But please know that if you choose to refine your work culture, you will need to think about your company’s dominant values and behaviors. You will also want to engage with your team members to discuss how your teams will monitor, measure, and reward those carefully selected and defined behaviors.
As you anticipate this task, keep in mind this doesn’t need to be complicated. Many of our clients, for example, generate a list of desired values and observable, tangible, measurable behaviors for their work culture, with clear definitions. That way, they aren’t open to interpretation. Each leader and team member then promises to model those valued behaviors in every interaction, every day.

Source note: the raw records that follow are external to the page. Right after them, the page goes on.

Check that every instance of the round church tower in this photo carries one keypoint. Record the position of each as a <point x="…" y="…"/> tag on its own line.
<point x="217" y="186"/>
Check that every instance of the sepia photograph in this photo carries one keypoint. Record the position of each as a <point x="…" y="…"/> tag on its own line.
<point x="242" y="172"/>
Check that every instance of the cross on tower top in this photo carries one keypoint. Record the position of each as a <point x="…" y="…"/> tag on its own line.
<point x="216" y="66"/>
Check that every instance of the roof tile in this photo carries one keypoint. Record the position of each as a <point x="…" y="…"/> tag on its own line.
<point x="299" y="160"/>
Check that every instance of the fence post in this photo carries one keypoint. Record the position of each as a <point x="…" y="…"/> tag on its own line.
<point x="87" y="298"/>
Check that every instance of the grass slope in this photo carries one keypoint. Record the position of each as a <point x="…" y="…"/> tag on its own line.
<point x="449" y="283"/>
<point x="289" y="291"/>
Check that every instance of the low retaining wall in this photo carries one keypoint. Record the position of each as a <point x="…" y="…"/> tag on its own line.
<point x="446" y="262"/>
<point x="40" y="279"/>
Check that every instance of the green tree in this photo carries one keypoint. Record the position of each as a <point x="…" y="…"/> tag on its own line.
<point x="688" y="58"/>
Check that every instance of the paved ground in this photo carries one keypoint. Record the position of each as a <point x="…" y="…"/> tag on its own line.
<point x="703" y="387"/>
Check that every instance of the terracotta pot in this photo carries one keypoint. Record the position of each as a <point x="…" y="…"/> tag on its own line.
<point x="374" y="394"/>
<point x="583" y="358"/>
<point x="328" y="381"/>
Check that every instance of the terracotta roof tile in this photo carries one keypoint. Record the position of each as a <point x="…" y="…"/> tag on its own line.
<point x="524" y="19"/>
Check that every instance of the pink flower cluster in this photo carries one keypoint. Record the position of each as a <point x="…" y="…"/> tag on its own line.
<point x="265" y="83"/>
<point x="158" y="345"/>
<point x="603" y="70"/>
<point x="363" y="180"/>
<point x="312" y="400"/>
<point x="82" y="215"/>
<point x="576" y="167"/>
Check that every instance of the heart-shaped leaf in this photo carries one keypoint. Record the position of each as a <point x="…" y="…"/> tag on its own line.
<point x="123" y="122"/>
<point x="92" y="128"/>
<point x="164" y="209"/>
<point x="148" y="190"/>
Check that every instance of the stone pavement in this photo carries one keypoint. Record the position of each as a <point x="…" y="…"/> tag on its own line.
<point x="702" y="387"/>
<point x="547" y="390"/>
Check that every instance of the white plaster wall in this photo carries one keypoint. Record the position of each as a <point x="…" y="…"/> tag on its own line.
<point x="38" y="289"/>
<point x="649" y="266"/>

Of course, team members won’t adopt these desirable behaviors simply because you publish them (“Get your values t-shirt here!”). Instead, team members will embrace these behaviors only after they see leaders modeling, celebrating, measuring, and coaching those desirable behaviors—in every interaction, every day.
And what if leaders don’t demonstrate those clearly defined behaviors? Let’s look at one real-world example…
At Puget Sound Energy in Bellevue, Washington, they mounted a poster on the wall in every conference room that displays their values and behaviors (which they call “leadership principles”).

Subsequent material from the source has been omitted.